Today’s ransomware operators are increasingly turning to living-off-the-land (LOTL) tactics—easily blending into legitimate system activity, dumping credentials and evading shortsighted defenses. Each year, more attackers are chaining together sophisticated tactics, techniques and procedures (TTPs) to infiltrate networks and hit as many systems as possible.
When one tactic fails, they pivot fast, pulling from step-by-step playbooks shared among seasoned operators and affiliates to keep their attack chains moving. In 2024, this kind of persistent agility cost organizations $4.88 million in breaches, a 10% increase from the previous year.

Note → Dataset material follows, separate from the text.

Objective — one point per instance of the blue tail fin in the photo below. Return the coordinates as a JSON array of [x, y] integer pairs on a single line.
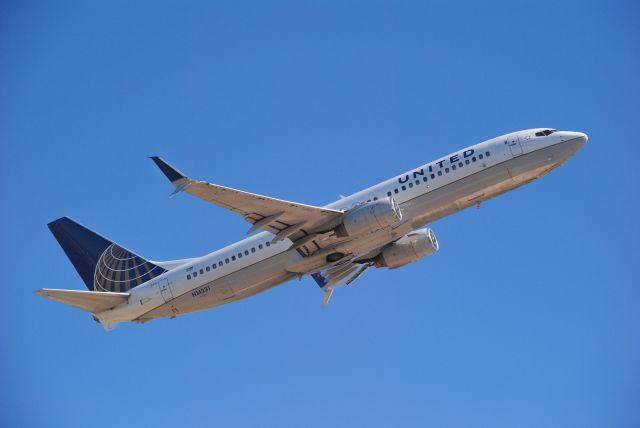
[[103, 265]]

Some attacks unfold in just 74 minutes. Other attackers lurk undetected for a mean time of 258 days. Defenders aren’t just up against the clock, they’re also facing well-practiced attack chains with interchangeable strategies. Even though cutting a single choke point can sever 17,000 potential paths, most traditional methods only flag isolated alerts (disconnected signals that fail to reveal the full scope of an attack in progress), leaving defenders vulnerable to the next move problem.
Let’s face it, detecting one stage of an attack isn’t enough to stop attack progression anymore. Security teams need to shift to proactive strategies that anticipate beyond single steps and deliver the whole picture—only then will they be able to stay steps ahead of multi-stage attack sequences and shut them down.